Thursday, July 7, 2011

Joss Stick


A paper shirt! young Neil comes upon on Geylang, making the discovery in an instant. How did he know it was paper just passing casually like that?
         The shirt was wrapped in plastic display pack with firm backing. Fixed and rigid, nothing to indicate the material. The colouring was unusual, muted kind of hippy flower tones—pale sky-blue, faded pink and tainted vanilla. The button-down collar was another colour. Ruffs in a panel down the front to go under an unimaginable dinner jacket.
         Unlike at any other shop-front here, the woman in back remained at her station, uninterested in the customers.
         Overhead hung large, what seemed like plastic tip-trucks, also wrapped in cellophane. Some pairs of flip-flops, as they are called now, glossy and ornate. Understandably, Neil was puzzled.
         The shop signage was in Chinese characters; nothing in English. Not so exceptional on Geylang. The interior of the shop seemed to give a warning in that particular tone of Buddhist red.
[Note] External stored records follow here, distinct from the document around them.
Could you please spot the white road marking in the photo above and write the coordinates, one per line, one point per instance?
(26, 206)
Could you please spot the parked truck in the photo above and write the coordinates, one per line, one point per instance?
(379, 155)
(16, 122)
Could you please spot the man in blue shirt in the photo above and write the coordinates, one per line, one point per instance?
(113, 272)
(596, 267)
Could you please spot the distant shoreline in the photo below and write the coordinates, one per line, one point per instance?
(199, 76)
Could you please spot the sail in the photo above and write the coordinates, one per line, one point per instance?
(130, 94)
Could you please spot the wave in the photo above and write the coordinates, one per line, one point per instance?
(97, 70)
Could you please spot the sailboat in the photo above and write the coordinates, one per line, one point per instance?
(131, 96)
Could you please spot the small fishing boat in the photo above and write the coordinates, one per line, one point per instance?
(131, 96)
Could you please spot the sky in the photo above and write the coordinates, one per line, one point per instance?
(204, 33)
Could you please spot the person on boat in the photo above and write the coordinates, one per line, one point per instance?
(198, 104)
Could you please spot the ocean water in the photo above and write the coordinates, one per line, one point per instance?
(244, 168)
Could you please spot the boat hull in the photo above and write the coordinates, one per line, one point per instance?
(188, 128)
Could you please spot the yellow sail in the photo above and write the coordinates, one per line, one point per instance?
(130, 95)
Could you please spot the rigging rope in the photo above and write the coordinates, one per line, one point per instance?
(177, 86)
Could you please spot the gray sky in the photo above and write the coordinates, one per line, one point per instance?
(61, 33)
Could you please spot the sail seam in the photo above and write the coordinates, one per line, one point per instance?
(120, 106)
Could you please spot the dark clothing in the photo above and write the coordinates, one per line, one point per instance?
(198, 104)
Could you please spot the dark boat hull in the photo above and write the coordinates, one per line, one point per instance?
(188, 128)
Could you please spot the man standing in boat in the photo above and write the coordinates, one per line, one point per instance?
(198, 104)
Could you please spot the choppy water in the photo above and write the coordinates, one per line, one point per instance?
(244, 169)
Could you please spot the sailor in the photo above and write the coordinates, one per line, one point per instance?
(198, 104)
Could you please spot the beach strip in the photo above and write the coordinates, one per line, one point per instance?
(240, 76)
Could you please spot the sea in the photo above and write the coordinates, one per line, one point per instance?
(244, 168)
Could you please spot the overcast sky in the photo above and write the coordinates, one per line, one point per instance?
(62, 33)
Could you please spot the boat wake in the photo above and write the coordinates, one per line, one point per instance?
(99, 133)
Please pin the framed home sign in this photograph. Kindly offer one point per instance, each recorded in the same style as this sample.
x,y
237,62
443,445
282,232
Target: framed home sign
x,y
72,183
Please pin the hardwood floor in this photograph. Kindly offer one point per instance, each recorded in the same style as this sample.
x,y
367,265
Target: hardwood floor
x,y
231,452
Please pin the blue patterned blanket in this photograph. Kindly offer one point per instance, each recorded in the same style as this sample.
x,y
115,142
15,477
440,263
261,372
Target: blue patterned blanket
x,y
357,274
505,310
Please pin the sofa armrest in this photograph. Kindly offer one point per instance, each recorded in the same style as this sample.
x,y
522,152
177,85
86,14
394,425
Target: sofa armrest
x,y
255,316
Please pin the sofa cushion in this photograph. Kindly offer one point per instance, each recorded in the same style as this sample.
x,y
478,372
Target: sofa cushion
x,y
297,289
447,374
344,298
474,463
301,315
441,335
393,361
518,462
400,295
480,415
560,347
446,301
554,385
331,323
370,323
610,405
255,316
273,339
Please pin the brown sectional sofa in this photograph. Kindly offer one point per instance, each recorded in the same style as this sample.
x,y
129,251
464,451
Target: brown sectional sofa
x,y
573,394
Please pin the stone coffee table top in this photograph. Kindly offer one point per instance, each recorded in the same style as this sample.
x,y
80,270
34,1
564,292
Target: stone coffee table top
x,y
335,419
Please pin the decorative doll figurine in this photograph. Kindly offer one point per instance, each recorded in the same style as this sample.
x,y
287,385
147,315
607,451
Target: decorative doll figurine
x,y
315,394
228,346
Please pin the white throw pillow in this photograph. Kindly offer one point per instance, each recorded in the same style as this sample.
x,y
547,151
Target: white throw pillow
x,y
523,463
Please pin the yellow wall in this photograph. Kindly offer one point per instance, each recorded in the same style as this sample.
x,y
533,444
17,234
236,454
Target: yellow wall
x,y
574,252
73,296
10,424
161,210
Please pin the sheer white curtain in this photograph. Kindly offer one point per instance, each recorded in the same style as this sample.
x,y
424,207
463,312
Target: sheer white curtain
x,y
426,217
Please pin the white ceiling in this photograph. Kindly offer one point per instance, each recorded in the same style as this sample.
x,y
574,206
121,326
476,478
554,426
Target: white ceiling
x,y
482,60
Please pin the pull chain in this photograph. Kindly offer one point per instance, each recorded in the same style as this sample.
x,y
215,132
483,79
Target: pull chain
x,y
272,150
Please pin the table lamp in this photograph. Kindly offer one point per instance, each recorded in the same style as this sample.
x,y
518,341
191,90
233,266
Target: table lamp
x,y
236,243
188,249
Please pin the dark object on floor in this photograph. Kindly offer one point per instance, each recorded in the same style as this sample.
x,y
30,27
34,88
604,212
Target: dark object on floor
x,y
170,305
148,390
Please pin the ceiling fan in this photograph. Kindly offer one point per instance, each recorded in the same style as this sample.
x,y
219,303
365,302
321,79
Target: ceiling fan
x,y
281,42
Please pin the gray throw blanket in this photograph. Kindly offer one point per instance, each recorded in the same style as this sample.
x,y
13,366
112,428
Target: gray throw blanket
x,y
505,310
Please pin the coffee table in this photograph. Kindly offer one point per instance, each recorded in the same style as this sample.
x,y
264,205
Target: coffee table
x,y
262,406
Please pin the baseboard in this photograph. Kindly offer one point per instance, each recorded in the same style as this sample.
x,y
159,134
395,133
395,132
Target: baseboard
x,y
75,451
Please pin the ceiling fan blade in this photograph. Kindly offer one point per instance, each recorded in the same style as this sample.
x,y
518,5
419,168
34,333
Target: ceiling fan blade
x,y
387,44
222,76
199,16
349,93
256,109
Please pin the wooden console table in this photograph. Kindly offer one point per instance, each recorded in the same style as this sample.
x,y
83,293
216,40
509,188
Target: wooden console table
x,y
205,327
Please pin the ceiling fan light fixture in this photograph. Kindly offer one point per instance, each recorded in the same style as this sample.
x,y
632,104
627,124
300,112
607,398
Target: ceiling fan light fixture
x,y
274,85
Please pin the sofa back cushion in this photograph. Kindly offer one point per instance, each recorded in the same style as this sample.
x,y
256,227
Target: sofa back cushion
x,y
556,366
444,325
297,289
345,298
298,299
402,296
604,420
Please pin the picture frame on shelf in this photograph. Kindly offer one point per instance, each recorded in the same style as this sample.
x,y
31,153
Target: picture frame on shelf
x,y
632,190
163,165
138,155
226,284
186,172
Were apples that colour in childhood—not toffee apples, apples from the tree? or had that been only picture-books? Fire engine red was close; Santa's tone too. A signal colour that transcends culture, never quite capturing the vividness of blood.
         It took a time to recall the previous trip here two years ago. Nance had been the guide then, a reluctant one at a similar shop at another location.
         Bundles of what could only be play-money, of some forbidding kind, mounted on a table inside the entry. The piles of shirts, the toy trucks and the rest were out on the footpath. They would need to be brought in at the end of the trading day. For some unfathomable reason, as if they were the prime lures, these articles were given the prominent position along the walk-way.
         On one wall inside a darker red, a crimson, of packaged incense sticks. Were they called joss sticks, this particular kind? The other night it had occurred to Nancy that Geylang Road gathered a remarkable array of commerce. Further up there was a shop of this kind beside a karaoke bar one side and car-tyre outlet the other.
         Even this second time round with Neil and Emily the wrong conclusions were drawn.  
         Wasn't the tendency everywhere to give the departed the best possible send-off? Little business empires had of course been built on the practice, this kind of shop a case in point. Wouldn't the paper tear trying to get it on?
         Cremation was only recalled months afterward, and the regular days of offering learned about after that. In the East burial was the exception.